New York has struck out 30 times across two ALCS losses to the Astros. But members of the Yankees thought wind played a pivotal part in Game 2.
Yankees Feel Open Roof, Wind Swayed Game 2 After Another Night of Whiffs
Yankees Feel Open Roof, Wind Swayed Game 2 After Another Night of Whiffs /

The Yankees came this close to changing Game 2 of the American League Championship Series when Aaron Judge went the opposite way off Astros reliever Bryan Abreu in the eighth inning on Thursday.

Judge hit a ball 345 feet and 106.3 miles per hour – hard and far enough to excite Yankees fans, but not enough to clear Minute Maid Park’s short right field wall. Houston right fielder Kyle Tucker caught the fly ball as he crashed into the wall, and the Yankees never scored again in a 3-2 loss.

Afterward, New York manager Aaron Boone said that he thought Minute Maid’s open roof – and the gusts of wind it invited into the ballpark – impeded the trajectory of Judge’s ball, which would have only been a home run at Yankee Stadium, per Statcast.

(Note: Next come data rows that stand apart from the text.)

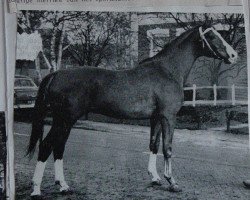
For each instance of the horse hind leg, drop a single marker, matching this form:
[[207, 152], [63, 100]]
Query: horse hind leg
[[167, 137], [155, 134], [58, 151], [45, 149]]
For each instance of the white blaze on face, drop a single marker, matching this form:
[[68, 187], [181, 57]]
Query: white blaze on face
[[152, 167], [233, 55], [37, 178], [59, 175]]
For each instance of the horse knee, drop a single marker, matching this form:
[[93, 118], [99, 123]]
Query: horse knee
[[154, 146], [167, 152]]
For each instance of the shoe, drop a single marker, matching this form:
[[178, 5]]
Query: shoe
[[247, 183]]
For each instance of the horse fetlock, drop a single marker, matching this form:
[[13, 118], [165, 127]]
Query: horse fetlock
[[170, 179], [156, 177], [36, 190]]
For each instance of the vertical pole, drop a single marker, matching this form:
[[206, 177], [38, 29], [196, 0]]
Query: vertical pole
[[215, 94], [194, 94], [233, 95]]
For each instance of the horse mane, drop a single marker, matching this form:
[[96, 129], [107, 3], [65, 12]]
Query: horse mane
[[172, 45]]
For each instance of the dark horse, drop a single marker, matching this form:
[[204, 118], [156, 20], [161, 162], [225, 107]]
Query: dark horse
[[153, 90]]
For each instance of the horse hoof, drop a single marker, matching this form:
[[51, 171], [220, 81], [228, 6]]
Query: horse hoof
[[66, 192], [158, 183], [174, 188], [57, 182], [36, 197]]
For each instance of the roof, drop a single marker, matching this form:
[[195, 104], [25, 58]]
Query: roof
[[28, 46]]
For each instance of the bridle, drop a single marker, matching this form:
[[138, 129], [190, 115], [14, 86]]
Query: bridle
[[204, 40]]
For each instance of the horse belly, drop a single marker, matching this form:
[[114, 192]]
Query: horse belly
[[127, 107]]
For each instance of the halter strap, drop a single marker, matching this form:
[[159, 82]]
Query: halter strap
[[204, 40]]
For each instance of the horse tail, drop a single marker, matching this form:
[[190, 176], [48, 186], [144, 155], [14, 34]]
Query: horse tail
[[40, 111]]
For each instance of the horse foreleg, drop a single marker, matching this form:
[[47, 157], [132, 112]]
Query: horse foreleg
[[167, 137], [45, 149], [154, 147], [58, 151]]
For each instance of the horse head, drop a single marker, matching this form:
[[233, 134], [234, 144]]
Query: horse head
[[215, 46]]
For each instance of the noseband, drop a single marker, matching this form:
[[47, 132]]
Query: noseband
[[204, 40]]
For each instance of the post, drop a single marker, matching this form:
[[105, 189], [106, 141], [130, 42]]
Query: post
[[215, 94], [194, 94], [233, 95]]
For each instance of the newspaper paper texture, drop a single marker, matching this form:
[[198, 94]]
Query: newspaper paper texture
[[115, 77]]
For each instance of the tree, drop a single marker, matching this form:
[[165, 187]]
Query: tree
[[100, 37]]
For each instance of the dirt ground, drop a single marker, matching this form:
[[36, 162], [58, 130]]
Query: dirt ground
[[112, 165]]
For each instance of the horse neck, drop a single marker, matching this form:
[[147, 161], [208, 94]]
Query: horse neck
[[178, 59]]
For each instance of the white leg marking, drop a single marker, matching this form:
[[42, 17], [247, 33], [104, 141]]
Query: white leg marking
[[168, 171], [37, 178], [59, 175], [152, 167]]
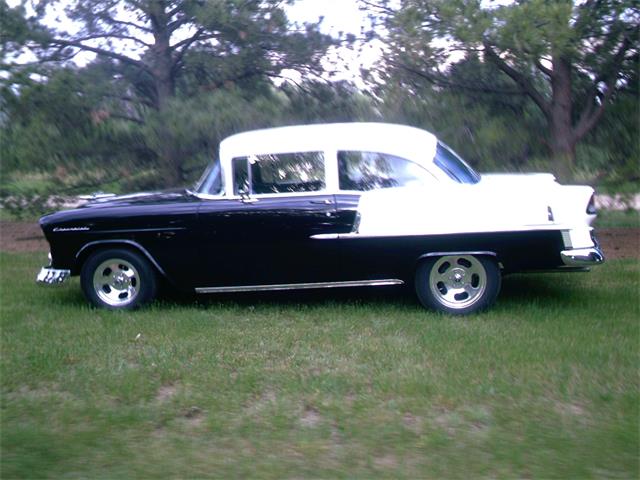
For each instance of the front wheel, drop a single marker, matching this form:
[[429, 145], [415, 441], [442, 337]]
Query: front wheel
[[118, 279], [458, 284]]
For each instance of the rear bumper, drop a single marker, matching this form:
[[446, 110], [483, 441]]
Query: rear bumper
[[52, 276], [582, 257]]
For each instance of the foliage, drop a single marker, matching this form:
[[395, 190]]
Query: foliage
[[569, 59], [152, 52]]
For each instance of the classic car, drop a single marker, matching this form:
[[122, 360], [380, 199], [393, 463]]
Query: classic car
[[324, 206]]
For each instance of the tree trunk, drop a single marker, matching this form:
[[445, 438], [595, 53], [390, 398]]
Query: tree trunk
[[563, 141]]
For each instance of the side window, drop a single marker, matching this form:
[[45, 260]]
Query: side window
[[370, 170], [279, 173]]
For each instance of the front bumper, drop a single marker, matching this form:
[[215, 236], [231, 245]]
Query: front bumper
[[582, 257], [52, 276]]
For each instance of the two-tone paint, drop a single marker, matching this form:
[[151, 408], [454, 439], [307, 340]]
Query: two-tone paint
[[221, 242]]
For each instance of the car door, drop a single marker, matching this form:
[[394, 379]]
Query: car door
[[262, 234]]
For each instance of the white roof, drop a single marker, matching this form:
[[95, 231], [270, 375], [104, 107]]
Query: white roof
[[408, 142]]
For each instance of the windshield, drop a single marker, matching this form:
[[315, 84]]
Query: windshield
[[454, 166], [211, 181]]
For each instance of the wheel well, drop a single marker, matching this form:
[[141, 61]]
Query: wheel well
[[91, 248], [488, 254]]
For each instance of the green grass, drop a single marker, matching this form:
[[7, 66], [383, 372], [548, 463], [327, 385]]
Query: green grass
[[617, 219], [357, 384]]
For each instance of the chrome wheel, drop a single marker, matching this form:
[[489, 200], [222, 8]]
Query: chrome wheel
[[116, 282], [458, 281]]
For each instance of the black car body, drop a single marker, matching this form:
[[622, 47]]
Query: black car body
[[325, 206]]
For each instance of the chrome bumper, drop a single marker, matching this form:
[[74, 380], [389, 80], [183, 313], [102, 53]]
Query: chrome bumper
[[52, 276], [582, 257]]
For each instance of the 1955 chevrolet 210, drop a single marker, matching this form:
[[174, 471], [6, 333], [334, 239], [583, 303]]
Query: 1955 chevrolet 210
[[323, 206]]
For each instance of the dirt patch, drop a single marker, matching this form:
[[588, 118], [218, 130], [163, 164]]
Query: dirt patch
[[27, 237], [619, 242], [22, 237]]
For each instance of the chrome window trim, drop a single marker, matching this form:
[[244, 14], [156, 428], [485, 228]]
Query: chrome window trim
[[300, 286], [441, 254], [116, 241]]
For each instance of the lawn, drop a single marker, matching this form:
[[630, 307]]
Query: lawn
[[357, 384]]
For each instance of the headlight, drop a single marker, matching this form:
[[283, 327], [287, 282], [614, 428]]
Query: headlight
[[591, 207]]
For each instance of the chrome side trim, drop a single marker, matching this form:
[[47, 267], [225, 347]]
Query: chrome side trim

“I think the roof open kind of killed us,” Boone told reporters. “I think it's a 390 ball. I think it was like 106 at whatever. When I went out to take [starter Luis Severino] out, we noticed it a lot with Tucker's ball. The base hit he got to right, it kind of looked like it just went and stopped, and then I think [Judge’s is] a homer all the time.”

Boone went on to say he felt wind blowing across the field. And while Judge told reporters that he hit the ball to the wrong part of the park given the conditions, Severino said the Astros “got lucky” after the team’s third baseman, Alex Bregman, homered off him on a pitch that went 360 feet at 91.8 miles per hour.

While the Yankees believe wind made an impact on the series, so have all the breezes their offense has created by swinging and missing.

New York has struck out 30 times over two games against the Astros, who got 25 whiffs from starter Framber Valdez on Thursday night. Justin Verlander induced 17 on Wednesday.

Houston, meanwhile, has only struck out eight times across two games.

So while the Yankees may be lamenting the outcome on Judge’s ball, their lineup has bigger problems to worry about as they get ready for Game 3 in the Bronx on Saturday.

“They're about as tough as there is to score against,” Boone said of the Astros. “But we got to figure out a way, and it takes all of us from a gameplan standpoint to every guy in that lineup just doing their part to make it a little more difficult on 'em.”